« Mal nommer un objet, c’est ajouter au malheur de ce monde. » Cette phrase, devenue célèbre, de Camus s’applique amplement au triste débat engagé sur le « séparatisme » à l’Assemblée. Camus entendait d’abord dénoncer le mensonge, celui qui par les mots tend à voiler la réalité, celui qui par le travestissement du langage veut modifier l’apparence des choses et des faits. « Le projet de loi visant à lutter contre le et les atteintes à la citoyenneté, à apporter des réponses au repli communautaire et au développement de l’islamisme radical, en renforçant le respect des principes républicains et en modifiant les lois sur les cultes » est un bel exemple de mensonge institutionnel.

Le premier mensonge a consisté à placer le mot « séparatisme » au second rang pour se blottir dans le brouillard confortable du politiquement correct. Désormais, la loi contre le séparatisme s’appelle « loi confortant le respect des principes de la République ». Le séparatisme supposait une communauté nationale, la France menacée par une autre communauté, religieuse, l’islam, se séparant de la nation, à laquelle les islamistes ne veulent pas appartenir puisqu’ils veulent d’abord être les membres de l’Oumma, la communauté musulmane par-delà les frontières, celle qui rêve de rétablir son unité sous un « calife ». Ce danger massif, que les Français ont perçu avec les attentats qu’ils subissent et les guerres que leurs soldats mènent contre l’État islamique, Al-Qaïda ou les rhizomes qui en sont nés, est ravalé au rang de « risque pour les principes de la République ». On est passé de la réalité charnelle d’une nation, la France, devant un ennemi, à une abstraction lénifiante, la République, dont les principes ne seraient pas respectés.
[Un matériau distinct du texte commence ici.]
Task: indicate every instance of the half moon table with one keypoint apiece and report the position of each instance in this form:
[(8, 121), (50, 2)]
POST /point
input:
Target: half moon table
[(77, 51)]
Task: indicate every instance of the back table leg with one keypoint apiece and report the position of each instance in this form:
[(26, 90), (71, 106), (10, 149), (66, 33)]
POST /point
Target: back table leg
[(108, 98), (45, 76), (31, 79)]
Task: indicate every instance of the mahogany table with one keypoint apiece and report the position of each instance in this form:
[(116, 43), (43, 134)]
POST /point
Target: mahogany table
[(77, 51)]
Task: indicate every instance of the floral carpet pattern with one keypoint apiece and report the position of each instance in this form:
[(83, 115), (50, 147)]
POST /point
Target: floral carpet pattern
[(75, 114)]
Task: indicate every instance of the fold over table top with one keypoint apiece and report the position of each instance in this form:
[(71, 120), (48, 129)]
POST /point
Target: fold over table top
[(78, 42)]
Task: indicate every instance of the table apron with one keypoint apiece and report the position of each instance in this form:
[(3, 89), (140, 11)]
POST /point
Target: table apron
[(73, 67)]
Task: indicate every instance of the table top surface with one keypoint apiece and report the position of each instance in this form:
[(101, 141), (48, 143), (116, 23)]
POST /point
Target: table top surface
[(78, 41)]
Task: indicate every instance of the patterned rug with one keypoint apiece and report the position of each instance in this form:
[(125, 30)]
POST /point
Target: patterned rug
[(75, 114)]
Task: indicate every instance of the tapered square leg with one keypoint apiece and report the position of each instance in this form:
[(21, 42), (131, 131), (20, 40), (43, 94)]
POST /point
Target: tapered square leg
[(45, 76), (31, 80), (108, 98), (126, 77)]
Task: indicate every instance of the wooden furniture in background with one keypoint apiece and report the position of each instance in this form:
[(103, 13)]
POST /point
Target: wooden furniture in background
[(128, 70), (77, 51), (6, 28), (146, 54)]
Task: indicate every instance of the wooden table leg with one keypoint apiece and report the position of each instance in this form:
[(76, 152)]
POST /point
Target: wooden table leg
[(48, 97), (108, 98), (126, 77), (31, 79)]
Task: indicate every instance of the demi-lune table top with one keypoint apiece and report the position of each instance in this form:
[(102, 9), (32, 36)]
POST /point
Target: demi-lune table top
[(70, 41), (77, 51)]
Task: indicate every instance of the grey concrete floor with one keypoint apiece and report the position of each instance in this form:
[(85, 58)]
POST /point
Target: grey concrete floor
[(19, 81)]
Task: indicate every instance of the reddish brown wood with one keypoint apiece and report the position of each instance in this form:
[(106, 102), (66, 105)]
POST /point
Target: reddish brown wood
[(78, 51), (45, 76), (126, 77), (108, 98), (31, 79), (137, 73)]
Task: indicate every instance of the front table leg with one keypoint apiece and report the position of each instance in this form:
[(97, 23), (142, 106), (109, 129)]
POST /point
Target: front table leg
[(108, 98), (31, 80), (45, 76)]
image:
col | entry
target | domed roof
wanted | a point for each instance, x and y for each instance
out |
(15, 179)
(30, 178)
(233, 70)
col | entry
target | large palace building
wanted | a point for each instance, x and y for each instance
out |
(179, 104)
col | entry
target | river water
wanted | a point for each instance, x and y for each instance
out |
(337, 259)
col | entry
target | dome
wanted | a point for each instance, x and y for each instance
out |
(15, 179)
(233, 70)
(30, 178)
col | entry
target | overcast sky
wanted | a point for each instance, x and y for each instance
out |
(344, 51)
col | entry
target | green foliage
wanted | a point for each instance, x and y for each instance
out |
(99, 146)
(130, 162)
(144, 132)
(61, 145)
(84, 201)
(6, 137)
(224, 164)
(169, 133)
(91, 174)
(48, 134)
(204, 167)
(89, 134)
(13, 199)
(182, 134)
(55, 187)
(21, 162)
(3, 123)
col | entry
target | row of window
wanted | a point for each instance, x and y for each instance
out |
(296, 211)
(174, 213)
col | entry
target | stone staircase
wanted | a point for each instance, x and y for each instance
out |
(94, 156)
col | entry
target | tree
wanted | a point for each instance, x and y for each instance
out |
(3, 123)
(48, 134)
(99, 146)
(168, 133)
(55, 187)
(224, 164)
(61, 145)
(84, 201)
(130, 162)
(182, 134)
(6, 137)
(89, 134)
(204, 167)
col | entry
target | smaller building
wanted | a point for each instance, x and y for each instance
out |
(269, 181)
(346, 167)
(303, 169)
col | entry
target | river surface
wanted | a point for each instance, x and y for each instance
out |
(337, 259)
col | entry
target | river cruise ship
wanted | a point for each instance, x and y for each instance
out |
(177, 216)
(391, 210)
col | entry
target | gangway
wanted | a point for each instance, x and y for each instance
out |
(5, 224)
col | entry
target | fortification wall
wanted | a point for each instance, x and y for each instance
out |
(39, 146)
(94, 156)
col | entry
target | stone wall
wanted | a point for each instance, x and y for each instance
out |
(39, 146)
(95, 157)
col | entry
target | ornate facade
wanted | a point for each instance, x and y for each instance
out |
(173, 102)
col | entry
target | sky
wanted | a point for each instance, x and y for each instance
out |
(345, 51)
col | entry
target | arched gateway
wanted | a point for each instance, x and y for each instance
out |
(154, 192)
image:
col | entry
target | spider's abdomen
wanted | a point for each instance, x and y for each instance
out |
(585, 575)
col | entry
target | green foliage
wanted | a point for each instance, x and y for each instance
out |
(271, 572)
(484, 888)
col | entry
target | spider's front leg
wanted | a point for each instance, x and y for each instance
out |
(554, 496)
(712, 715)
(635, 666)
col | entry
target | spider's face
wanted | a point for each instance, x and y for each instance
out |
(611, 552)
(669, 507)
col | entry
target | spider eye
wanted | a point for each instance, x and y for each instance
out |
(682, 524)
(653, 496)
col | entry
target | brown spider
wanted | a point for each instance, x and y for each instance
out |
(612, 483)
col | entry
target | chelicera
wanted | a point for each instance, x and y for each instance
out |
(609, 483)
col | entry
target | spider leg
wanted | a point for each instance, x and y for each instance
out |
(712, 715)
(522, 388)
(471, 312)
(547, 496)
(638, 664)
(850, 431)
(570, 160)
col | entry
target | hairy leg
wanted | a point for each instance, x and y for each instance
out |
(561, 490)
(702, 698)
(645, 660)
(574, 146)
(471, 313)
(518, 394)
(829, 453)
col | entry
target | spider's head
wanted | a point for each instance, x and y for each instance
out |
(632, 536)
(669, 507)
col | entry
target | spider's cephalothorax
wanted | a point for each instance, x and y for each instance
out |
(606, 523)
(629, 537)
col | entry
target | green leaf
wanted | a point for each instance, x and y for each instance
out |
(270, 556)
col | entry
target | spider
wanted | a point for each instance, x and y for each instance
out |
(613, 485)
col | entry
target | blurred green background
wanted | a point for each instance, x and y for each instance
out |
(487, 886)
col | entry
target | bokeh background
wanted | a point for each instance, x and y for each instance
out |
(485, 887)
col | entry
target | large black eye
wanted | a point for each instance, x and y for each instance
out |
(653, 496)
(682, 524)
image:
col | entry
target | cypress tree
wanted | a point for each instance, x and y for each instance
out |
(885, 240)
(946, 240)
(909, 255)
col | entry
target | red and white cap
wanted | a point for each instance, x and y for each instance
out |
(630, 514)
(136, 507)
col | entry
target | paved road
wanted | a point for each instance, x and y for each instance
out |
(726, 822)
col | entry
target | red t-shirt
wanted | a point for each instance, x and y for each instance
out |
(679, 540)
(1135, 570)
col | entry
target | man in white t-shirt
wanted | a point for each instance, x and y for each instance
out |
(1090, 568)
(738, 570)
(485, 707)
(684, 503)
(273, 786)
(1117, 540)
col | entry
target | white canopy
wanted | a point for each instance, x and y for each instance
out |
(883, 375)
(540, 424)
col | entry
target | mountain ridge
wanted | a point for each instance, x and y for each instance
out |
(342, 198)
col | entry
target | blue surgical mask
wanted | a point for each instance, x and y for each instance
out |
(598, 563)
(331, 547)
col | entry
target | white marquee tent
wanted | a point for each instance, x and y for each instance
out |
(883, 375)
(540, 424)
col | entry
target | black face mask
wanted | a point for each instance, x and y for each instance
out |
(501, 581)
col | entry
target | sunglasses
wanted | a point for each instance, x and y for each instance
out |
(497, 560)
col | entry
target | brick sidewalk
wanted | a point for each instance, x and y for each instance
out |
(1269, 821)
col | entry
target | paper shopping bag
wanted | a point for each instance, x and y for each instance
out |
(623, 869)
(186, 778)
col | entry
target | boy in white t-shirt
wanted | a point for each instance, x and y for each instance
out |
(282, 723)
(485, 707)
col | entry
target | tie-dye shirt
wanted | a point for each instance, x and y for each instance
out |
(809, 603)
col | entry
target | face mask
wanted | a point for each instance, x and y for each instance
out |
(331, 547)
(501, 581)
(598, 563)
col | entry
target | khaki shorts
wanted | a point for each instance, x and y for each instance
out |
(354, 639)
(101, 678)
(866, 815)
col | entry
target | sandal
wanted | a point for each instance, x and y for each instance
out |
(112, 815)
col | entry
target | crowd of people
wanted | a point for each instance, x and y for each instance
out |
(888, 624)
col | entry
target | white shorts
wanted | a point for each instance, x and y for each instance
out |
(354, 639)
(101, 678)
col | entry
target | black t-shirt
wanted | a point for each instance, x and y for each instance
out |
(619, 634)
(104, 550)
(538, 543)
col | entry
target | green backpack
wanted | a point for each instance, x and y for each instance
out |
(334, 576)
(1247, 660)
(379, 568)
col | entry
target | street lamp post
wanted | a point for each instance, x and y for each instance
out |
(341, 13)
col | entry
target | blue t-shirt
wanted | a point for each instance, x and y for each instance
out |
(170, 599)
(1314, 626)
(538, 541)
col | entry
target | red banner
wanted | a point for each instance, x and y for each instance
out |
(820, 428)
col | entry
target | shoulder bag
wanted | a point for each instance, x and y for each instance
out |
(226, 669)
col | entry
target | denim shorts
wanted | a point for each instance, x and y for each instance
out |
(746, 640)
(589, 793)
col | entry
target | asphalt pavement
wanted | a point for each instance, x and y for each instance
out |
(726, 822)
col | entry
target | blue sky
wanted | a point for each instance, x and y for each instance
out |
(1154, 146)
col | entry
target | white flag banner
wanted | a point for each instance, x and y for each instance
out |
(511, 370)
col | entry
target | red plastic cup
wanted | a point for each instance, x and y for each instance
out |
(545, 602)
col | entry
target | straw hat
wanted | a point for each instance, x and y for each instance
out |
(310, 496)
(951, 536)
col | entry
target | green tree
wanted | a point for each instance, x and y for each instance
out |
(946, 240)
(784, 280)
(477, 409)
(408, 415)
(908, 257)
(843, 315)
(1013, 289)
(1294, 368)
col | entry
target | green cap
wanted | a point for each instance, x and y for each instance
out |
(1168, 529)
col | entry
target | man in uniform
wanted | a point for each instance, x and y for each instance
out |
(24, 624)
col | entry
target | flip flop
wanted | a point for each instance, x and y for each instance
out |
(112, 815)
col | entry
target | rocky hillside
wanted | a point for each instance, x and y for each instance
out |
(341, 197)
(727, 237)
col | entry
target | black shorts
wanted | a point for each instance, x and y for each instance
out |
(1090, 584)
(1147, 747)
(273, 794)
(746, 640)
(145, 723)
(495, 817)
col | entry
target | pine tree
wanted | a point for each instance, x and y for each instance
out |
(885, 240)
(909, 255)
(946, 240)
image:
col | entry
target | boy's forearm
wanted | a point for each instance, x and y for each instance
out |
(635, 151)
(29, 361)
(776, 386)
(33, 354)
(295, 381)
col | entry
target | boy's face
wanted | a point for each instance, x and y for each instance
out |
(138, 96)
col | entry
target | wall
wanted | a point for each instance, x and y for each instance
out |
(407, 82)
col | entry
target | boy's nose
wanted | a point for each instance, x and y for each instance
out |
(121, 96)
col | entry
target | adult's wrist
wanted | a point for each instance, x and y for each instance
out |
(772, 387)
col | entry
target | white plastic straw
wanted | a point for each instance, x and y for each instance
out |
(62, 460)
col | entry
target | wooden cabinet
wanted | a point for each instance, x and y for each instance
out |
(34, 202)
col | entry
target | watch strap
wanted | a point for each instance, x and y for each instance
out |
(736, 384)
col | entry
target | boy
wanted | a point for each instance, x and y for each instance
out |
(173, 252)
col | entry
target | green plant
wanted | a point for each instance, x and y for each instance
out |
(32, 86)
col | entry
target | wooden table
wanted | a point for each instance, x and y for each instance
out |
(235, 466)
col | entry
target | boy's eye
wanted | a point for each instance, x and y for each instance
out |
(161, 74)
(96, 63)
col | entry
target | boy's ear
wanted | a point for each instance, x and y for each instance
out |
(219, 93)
L’opposition LR préférant la tactique à la stratégie s’en prend au gouvernement sur ses contradictions dans les détails : c’est le retour des signes ostentatoires que le ministre entend défendre pour « ne pas humilier l’identité musulmane », pour ne pas la radicaliser.

Cette retraite idéologique sur une ligne de défense aussi fragile que coutumière révèle, une fois de plus, l’inconsistance du pouvoir actuel voulant donner des gages à l’électorat de droite pour survivre à 2022, mais toujours dominé par les préjugés du progressisme de gauche qui est sa marque de fabrique. Faute d’affirmer la nécessité de défendre l’identité et la cohésion nationales sans lesquelles une nation est vouée à sa perte, le voilà qui s’arc-boute sur la loi de 1905, sur la laïcité et la neutralité, ces notions écrites avec une gomme depuis que leur seul objectif réel a été atteint : réduire le catholicisme. C’était le meilleur moyen de susciter des critiques de toutes parts.

D’abord, les religions autres que l’islam s’inquiètent : elles ne posent aucun problème et vont cependant subir les contrôles et les contraintes, et notamment la scolarisation obligatoire à trois ans. Ensuite, la Commission nationale consultative des droits de l’homme (CNCDH), en pointant dans le texte les atteintes à la liberté religieuse et à son expression, a jugé, dans un avis émis le 4 février, que « le projet de loi prend le risque de fragiliser les principes républicains au lieu de les conforter ». Enfin, l’essentiel disparaît : le problème crucial demeure celui d’une immigration massive d’étrangers qui ne vont pas être assimilés à la nation française parce que leur « identité » religieuse sera la source de multiples frictions avec cet art de vivre en commun qui constitue le socle d’une communauté nationale.